Weak execution ordering – exploiting iterative methods on many-core GPUs
Department of Computer and Information Science and Engineering, University of Florida, Gainesville, FL
In 2010 IEEE International Symposium on Performance Analysis of Systems & Software, ISSPAS 2010 (March 2010), pp. 154-163
@conference{chen2010weak,
title={Weak execution ordering-exploiting iterative methods on many-core GPUs},
author={Chen, J. and Huang, Z. and Su, F. and Peir, J.K. and Ho, J. and Peng, L.},
booktitle={Performance Analysis of Systems & Software (ISPASS), 2010 IEEE International Symposium on},
pages={154–163},
year={2010},
organization={IEEE}
}
On NVIDIA’s many-core GPUs, there is no synchronization function among parallel thread blocks. When fine-granularity of data communication and synchronization is required for large-scale parallel programs executed by multiple thread blocks, frequent host synchronization are necessary, and they incur a significant overhead. In this paper, we investigate a class of applications which uses a chaotic version of iterative methods [5], [22] to obtain numerical solutions for partial differential equations (PDE). Such a fast PDE solver is parallelized on GPUs with multiple thread blocks. In this parallel implementation, although frequent data communication is needed between adjacent thread blocks, a precise order of the data communication is not necessary.

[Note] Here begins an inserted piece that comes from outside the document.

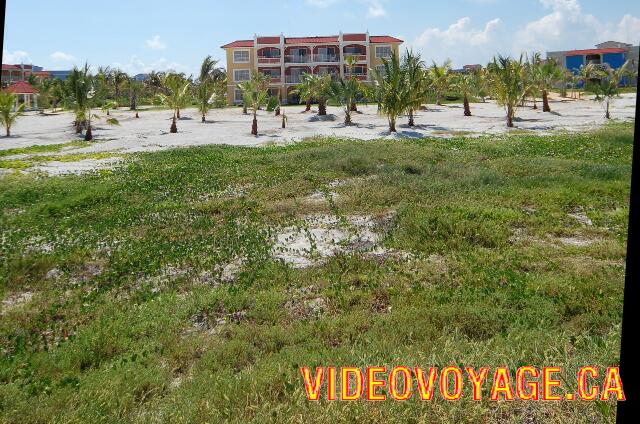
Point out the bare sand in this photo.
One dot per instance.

Separate communication threads are used for periodically exchanging the boundary values with adjacent thread blocks through the global memory. Since a precise order of the data communication is not required, the computation and the communication threads can be overlapped to alleviate the communication overhead. Performance measurements of two popular applications, Poisson image editing from computer graphics and shape from shading from computer vision, on Tesla C1060 show that a speedup of 4-5 times is achievable for both applications in comparison with the solution using host synchronization.